Иван быстро освоился в дядьковском курене. Слово «курень» имело двоякое значение: двор, усадьба и низовое казачье подразделение.

Он, как лист, закружился в вихре казачьей жизни с ее битвами, с ее безудержным, бесшабашным весельем, с ее тяготами и заботами, которых было немало.

Вскоре Болотников стал заправским донским казаком.

…Как-то отправились в большой поход. Шли к Крымскому ханству, охватывавшему в то время всю Таврию и все северо-западное побережье Азовского моря.

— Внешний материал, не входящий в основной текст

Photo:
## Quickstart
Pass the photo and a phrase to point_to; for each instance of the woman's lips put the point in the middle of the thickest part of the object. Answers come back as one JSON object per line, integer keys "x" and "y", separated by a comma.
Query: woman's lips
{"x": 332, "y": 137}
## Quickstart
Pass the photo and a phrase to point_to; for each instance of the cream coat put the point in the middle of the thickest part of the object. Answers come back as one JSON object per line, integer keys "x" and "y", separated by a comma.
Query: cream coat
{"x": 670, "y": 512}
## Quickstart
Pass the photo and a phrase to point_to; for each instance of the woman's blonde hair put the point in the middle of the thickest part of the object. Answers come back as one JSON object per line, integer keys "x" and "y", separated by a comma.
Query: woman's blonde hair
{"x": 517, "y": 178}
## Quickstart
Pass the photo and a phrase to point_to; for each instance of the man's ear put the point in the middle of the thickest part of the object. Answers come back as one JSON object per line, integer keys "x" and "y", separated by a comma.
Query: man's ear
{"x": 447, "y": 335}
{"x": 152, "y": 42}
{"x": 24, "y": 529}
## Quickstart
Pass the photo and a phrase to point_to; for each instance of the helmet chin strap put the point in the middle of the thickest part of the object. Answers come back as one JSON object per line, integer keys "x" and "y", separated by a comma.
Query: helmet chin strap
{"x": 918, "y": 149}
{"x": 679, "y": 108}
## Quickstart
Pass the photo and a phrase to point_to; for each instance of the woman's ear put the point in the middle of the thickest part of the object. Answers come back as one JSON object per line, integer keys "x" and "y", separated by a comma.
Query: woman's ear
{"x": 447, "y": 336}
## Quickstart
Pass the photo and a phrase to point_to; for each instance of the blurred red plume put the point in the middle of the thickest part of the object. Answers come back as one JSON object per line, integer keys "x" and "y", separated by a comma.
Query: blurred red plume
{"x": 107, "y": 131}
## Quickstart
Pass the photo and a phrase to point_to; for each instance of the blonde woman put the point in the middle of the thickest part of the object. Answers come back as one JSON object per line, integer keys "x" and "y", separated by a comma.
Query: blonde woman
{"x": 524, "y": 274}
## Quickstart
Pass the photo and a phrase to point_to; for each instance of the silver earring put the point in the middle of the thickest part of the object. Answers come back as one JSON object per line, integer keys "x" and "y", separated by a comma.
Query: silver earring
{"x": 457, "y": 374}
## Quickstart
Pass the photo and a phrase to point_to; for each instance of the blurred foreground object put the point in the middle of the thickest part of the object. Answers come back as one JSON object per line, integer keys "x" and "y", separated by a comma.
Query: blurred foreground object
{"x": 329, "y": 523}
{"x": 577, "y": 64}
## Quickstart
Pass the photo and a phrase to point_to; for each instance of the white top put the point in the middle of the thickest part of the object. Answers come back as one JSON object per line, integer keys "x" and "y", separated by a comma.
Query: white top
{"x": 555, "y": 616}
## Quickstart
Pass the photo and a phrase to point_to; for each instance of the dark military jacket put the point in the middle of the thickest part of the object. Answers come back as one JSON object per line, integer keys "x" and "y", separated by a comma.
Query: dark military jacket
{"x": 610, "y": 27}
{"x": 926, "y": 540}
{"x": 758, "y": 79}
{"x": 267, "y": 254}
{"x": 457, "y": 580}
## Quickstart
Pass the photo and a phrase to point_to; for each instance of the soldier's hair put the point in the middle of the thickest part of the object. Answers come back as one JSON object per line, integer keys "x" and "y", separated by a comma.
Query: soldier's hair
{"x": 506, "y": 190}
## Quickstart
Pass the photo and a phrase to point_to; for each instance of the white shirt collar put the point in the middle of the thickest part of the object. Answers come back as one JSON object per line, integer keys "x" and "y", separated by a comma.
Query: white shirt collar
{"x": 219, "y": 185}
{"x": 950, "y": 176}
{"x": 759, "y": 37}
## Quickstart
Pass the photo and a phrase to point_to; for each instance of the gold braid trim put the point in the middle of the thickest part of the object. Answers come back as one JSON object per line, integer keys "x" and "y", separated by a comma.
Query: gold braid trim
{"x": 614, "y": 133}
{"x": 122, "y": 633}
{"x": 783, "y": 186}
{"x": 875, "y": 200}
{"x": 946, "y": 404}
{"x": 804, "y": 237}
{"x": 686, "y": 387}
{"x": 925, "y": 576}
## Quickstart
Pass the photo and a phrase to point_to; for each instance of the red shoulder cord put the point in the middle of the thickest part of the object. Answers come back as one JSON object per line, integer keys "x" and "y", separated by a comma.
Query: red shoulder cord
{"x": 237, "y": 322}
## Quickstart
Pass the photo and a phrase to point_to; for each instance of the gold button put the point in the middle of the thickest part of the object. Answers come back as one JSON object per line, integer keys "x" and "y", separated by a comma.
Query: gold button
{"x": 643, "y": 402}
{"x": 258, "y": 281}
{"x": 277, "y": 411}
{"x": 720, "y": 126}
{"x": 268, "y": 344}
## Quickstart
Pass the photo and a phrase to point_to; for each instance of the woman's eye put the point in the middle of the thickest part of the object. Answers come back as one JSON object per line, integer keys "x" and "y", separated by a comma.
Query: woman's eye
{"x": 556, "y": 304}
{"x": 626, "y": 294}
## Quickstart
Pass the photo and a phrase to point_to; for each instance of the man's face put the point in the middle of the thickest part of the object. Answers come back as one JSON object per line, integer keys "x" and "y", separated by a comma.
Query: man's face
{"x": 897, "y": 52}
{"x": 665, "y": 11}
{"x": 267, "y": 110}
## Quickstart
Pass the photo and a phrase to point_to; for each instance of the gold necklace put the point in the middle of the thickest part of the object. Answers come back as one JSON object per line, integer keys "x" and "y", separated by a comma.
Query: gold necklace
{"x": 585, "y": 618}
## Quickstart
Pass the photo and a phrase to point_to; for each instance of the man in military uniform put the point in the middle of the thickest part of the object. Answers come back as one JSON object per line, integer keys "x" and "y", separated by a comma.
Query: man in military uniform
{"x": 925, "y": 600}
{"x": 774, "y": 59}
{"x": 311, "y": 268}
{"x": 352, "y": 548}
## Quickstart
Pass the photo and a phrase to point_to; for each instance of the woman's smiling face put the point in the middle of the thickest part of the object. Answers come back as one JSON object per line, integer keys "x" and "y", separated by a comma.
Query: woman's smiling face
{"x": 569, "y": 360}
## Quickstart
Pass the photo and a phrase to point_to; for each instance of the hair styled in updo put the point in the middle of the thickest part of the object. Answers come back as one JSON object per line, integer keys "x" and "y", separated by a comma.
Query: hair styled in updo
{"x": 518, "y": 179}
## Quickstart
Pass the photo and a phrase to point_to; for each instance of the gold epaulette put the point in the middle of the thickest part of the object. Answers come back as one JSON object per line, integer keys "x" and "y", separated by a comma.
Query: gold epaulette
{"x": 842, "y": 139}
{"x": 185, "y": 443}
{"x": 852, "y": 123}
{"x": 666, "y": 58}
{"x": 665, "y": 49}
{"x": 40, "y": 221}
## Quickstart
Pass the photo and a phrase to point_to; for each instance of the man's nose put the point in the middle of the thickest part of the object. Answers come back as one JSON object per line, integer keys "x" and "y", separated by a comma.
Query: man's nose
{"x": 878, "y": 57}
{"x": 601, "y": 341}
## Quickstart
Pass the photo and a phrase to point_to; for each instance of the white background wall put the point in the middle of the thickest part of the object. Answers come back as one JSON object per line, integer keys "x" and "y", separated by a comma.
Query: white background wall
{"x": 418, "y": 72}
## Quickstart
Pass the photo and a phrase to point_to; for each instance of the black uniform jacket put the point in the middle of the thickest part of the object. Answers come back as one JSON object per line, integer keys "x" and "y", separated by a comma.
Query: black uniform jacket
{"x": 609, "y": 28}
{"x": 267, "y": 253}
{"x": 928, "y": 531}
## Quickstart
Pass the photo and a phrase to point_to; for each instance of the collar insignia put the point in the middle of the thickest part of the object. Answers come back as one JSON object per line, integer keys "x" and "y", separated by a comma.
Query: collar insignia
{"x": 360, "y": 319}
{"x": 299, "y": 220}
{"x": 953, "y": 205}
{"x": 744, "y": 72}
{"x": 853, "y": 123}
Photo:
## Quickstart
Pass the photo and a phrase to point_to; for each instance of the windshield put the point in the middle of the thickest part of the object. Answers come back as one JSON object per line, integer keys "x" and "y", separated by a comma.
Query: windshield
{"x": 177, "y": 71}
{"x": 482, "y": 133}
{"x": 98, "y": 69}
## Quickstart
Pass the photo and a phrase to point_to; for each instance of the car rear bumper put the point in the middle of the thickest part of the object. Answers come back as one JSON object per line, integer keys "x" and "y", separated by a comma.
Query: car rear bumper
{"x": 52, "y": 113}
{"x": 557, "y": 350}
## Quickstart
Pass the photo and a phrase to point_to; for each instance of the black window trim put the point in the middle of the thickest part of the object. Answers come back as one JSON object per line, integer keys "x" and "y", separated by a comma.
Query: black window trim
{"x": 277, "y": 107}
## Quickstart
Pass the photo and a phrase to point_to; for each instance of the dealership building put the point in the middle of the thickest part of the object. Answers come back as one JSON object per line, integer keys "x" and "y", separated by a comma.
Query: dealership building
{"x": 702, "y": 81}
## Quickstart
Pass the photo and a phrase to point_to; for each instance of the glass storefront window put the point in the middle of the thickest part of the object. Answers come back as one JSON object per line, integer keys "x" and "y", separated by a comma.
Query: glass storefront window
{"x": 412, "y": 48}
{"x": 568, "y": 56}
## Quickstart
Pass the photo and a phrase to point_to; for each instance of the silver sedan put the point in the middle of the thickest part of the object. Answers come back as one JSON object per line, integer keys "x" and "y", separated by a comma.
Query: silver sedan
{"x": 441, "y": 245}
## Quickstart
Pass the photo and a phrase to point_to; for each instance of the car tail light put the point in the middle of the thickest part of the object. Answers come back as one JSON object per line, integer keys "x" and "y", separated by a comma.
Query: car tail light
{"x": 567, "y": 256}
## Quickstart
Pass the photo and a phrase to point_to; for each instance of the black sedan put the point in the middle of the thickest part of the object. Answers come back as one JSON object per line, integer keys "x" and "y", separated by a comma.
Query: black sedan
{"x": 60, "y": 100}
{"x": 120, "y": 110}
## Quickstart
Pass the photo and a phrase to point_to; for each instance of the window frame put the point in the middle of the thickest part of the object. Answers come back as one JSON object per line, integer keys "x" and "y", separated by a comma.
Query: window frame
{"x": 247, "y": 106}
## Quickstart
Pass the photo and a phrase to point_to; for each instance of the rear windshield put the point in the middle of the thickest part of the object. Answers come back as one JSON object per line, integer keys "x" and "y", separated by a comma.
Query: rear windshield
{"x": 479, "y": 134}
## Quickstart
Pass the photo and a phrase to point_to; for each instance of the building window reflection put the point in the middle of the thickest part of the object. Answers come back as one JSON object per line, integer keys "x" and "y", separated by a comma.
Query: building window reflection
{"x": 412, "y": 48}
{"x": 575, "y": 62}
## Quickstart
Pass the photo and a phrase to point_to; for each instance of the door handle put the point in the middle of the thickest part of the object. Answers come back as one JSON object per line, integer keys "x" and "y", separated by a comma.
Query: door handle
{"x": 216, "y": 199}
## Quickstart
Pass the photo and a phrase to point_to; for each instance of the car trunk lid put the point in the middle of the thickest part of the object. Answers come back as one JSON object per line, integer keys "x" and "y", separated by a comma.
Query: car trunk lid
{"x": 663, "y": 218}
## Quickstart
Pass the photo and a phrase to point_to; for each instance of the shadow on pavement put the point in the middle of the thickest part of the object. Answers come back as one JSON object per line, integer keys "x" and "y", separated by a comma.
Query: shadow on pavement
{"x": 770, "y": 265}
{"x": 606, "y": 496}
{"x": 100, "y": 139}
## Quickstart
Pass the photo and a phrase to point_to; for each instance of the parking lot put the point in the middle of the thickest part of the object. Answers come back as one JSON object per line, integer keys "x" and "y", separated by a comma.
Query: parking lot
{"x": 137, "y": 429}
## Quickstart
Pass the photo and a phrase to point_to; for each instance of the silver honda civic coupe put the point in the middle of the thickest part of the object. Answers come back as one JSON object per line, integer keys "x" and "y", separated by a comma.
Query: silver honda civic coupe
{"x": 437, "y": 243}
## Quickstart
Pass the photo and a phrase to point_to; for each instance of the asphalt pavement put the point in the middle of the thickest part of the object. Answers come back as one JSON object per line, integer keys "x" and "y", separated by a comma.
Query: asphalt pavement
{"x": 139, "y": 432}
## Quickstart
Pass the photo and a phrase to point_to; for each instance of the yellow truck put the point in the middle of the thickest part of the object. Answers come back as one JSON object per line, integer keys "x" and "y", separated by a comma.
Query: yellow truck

К вечеру прибыли в лесок, где казаков из Раздоров дожидались сотни, собранные в других донских станицах. Расположились на ночь. Костров не жгли. Под утро, еще в темноте, тронулись далее. Был приказ — соблюдать тишину.

Гасли звезды. Отряд спустился в большую, поросшую кустарником балку. Клубился туман. Тишина… Изредка пискнет пролетающий чибис, заржет конь, но тут же замолкнет, сдерживаемый хозяином. Туман рассеивался. Вставало солнце, озаряя степь.

— По коням!

Впереди выбранный походный атаман, а за ним казаки тронулись широкой лентой, набирая рыси. Когда въехали на холм, Болотников увидел в низине конников с пиками.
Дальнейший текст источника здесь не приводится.